IMPACT OF FRAMING ON ACCEPTABILITY OF ACTIVE SURVEILLANCE FOR LOCALIZED PROSTATE CANCER

Wednesday, October 23, 2013
Key Ballroom Foyer (Hilton Baltimore)
Poster Board # P4-26
Decision Psychology and Shared Decision Making (DEC)

Jennifer Blumenthal-Barby, Ph.D.1, Robert J. Volk, PhD2, Patricia Mullen, DrPH3, Scott B. Cantor, PhD2, Stephanie McFall, PhD4, Yen-Chi Le, MA, PhD5 and Paul Swank, PhD5, (1)Baylor College of Medicine, Houston, TX, (2)The University of Texas MD Anderson Cancer Center, Houston, TX, (3)UT Health Science Center at Houston, Houston, TX, (4)University of Essex, Colchester CO4 3SQ, United Kingdom, (5)University of Texas Health Science Center at Houston, Houston, TX
Purpose: To determine how “powerful” loss and gain framing is as behavioral economics intervention to change attitudes about active surveillance "AS" (as opposed to immediate treatment) as a management option for localized prostate cancer.

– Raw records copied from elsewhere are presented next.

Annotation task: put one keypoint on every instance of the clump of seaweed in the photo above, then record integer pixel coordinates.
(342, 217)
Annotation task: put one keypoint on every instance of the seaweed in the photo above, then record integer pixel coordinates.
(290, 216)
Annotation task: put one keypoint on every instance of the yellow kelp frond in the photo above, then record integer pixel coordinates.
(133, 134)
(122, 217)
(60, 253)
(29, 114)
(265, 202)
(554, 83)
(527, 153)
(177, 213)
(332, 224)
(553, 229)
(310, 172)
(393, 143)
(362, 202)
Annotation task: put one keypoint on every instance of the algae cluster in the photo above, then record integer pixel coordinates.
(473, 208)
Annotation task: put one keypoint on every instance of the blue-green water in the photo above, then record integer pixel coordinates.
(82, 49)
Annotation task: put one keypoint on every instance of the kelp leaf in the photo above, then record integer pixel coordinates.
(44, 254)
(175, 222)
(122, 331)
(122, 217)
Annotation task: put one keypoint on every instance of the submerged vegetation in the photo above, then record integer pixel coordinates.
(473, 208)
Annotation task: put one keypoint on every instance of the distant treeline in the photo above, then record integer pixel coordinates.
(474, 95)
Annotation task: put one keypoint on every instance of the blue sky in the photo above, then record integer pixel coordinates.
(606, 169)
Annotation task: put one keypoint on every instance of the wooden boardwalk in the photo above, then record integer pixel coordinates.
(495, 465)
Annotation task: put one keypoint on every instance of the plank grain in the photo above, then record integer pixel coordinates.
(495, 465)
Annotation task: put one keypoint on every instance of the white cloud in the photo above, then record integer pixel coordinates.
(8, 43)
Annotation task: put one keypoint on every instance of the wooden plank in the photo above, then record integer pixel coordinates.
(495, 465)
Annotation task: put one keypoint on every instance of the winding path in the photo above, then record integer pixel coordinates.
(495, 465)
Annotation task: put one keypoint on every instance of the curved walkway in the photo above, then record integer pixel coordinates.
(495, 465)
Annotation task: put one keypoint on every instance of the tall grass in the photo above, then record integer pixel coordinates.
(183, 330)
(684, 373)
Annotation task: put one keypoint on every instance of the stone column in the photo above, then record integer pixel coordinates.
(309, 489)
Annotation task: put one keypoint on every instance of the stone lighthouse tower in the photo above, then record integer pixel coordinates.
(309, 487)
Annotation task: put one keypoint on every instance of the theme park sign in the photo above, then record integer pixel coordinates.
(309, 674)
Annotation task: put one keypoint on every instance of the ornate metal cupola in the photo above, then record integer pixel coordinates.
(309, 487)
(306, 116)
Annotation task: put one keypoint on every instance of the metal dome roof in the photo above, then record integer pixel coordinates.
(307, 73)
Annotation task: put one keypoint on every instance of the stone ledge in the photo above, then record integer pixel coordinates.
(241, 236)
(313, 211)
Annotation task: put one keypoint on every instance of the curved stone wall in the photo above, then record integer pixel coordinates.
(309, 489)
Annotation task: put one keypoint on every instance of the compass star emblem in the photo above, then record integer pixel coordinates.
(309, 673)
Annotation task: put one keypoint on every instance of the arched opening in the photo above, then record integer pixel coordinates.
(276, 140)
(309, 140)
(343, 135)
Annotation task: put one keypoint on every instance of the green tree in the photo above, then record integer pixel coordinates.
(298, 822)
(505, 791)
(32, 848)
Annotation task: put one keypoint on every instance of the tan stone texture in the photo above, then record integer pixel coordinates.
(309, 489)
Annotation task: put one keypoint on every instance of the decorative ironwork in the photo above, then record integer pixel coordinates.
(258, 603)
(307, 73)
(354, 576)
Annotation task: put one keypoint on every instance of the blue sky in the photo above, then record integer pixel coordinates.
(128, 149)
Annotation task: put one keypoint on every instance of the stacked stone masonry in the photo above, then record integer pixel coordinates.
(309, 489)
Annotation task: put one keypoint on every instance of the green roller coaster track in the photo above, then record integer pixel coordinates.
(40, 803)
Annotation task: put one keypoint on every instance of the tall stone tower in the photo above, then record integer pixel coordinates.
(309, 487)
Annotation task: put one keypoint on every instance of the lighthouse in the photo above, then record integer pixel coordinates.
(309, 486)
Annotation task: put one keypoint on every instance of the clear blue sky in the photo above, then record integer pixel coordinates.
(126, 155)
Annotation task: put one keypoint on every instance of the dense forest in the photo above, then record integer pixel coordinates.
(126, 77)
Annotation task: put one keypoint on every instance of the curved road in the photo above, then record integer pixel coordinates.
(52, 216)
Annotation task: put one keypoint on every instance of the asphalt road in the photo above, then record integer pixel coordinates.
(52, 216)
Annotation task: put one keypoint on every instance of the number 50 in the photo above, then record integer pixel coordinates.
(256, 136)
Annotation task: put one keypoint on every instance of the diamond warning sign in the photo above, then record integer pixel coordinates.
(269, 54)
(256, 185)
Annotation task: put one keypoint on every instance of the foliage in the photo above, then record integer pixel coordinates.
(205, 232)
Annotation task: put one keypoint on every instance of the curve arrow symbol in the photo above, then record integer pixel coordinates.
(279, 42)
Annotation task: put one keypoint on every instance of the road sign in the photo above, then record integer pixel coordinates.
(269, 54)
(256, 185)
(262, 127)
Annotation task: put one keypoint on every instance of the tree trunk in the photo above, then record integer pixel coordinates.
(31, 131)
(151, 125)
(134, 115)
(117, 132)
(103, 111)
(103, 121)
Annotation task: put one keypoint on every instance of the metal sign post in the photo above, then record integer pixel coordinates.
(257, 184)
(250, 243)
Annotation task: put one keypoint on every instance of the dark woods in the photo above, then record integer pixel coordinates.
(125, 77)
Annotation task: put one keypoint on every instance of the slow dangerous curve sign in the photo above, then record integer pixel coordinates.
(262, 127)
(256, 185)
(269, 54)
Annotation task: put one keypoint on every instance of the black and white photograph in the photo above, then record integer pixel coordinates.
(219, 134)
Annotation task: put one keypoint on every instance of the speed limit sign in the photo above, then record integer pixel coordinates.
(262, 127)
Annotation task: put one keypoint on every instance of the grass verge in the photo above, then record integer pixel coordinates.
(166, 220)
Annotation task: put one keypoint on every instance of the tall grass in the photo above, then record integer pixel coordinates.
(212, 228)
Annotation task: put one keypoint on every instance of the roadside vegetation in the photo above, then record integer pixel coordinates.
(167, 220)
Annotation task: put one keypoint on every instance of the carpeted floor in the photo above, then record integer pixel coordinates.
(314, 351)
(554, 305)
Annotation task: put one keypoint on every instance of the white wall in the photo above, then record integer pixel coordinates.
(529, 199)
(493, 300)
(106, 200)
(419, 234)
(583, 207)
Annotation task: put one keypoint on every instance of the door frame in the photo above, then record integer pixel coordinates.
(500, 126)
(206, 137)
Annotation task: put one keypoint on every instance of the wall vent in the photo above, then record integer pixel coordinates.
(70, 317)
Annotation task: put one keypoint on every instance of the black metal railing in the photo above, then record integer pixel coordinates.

Methods:  Three scenarios were developed to test the impact of loss vs gain framing on acceptability of active surveillance "AS": 1) immediate treatment and AS framed as losses (e.g., "May not be able to have erections or be able to control urine or bowels as a result of treatment," Cancer may progress," respectively); 2) immediate treatment and AS framed as gains (e.g., "Gets treatment over with," "Gives time for more medical advances," respectively); and 3) immediate treatment and AS framed as both losses and gains. Members of online localized prostate cancer support groups 6 months-5 years post diagnosis were randomized to receive one of three frames. The primary outcome variable for this study was ratings of the acceptability of AS for localized prostate cancer. Two previously validated measures for acceptability were adapted for this study: the Treatment Evaluation Inventory Short Form (TEI-SF) and an instrument for measuring perceived attributes of eHealth innovations developed by Atkinson. 

Results: A total of 357 men participated in the online study. The majority were white (89%) and had at least some college (94%).

Overall, we found that no differences in ratings of the acceptability of AS across the three frames (P=.21).

Analysis of individual items from the acceptability scale showed least favorable attitudes towards AS for men receiving the combined gain-loss frame (AS being consistent with a general approach to health care, delaying treatment side effects, and being reversible decision) compared to the other frames, but these findings were not significant after adjusting for the overall type I error rate.

In general, men who chose AS were more favorable towards it regardless of which frame they received (P<.01). In addition, men who were treated and reported regret about their choice were more favorable toward active surveillance than other men (P<.01).

Conclusions: A behavioral economics intervention based on loss-gain frame manipulation, within the content of providing balance information about options, had no effect on the acceptability of AS among men with localized prostate cancer. More “powerful” behavioral economics interventions may be needed to increase the acceptability of AS.